According to court documents, Ketchikan Police Department (KPD) searched the Alaska residence of Hill in November 2019, as part of a drug investigation. During the search, officers found 228 grams of methamphetamine, drug paraphernalia, a money counting machine, a stolen Kel-Tec .22 caliber pistol and keys to a safety deposit box. After obtaining a search warrant for Hill’s safety deposit box, KPD found an additional 1,485 grams of methamphetamine and 815 grams of heroin. In total, Hill had 3.7 pounds of methamphetamine which is the equivalent of 8,410 dosage units and 1.78 pounds of heroin or 8,130 doses – more than the entire population of the Ketchikan Borough.
Records indicate Hill began travelling to Ketchikan in September 2019 to direct the possession and distribution of large amounts of methamphetamine and heroin. Hill collected drug proceeds from others which he then used to purchase more methamphetamine and heroin from his supply source in Washington via the U.S. Postal Service.
Separately, Hill is wanted on a felony warrant in South Dakota involving the trafficking of 22 pounds of marijuana.
Acting U.S. Attorney Bryan Wilson of the District of Alaska made the announcement.
The Ketchikan Police Department, U.S. Postal Inspection Service, Federal Bureau of Investigation, Drug Enforcement Administration, U.S. Coast Guard Investigative Service, Alaska State Troopers and the Juneau Police Department investigated this case.
This case was prosecuted by Assistant U.S. Attorney Jack S. Schmidt.

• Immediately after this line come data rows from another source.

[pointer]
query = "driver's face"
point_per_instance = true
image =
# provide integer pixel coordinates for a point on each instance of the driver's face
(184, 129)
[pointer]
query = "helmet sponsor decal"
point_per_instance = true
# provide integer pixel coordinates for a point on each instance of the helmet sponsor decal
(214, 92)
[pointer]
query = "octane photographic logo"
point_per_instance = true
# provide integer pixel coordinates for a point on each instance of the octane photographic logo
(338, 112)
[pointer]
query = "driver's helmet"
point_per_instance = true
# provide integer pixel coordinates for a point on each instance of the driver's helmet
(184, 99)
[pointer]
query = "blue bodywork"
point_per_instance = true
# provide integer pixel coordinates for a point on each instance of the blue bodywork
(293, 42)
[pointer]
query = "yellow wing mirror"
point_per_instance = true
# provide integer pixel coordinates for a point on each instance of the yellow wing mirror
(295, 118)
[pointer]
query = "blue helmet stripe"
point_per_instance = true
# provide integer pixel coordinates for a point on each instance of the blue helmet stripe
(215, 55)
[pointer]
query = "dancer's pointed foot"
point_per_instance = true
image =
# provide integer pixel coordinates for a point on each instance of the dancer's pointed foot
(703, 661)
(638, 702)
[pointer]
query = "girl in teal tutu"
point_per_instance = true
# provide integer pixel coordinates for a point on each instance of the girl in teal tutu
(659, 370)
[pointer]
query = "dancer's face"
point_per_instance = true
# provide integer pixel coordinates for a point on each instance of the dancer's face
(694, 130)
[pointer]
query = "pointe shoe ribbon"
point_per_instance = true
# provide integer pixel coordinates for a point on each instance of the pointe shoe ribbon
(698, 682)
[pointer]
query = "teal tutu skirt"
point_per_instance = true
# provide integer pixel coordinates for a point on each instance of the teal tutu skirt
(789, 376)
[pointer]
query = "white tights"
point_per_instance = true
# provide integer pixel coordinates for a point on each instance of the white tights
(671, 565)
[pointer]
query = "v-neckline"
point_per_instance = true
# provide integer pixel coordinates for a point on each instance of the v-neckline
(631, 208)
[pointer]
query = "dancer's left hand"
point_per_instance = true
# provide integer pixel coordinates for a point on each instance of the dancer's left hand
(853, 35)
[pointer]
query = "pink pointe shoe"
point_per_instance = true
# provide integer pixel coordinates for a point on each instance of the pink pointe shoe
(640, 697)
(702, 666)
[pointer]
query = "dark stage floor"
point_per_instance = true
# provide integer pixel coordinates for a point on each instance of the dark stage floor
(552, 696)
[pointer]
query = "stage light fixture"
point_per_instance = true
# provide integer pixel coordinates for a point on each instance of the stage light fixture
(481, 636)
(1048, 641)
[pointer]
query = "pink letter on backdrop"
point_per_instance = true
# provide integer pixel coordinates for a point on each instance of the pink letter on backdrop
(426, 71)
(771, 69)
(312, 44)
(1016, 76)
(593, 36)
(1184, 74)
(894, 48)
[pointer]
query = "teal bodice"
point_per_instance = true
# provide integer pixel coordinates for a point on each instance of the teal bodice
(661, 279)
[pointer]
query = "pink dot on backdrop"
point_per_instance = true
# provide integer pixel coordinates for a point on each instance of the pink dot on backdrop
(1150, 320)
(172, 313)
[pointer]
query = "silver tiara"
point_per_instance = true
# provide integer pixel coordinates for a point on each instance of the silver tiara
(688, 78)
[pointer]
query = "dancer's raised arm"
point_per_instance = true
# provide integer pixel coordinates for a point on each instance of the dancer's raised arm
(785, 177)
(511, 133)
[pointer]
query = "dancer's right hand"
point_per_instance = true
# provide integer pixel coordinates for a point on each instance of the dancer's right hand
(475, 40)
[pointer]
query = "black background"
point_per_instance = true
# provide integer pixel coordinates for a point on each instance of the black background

This case is part of the U.S. Attorney’s Office, District of Alaska Rural Alaska Anti-Violence Enforcement Network (RAAVEN) initiative’s ongoing efforts to increase engagement, coordination and action on public safety in Alaska Native communities. The case is also part of Alaska’s High Intensity Drug Trafficking Area (HIDTA) program and the South East Alaska Cities Against Drugs (SEACAD) task force. HIDTA was established in 2018 to enhance and coordinate efforts among local state and federal law enforcement agencies, providing equipment, technology and additional resources to combat drug trafficking and its harmful consequences in critical regions of Alaska.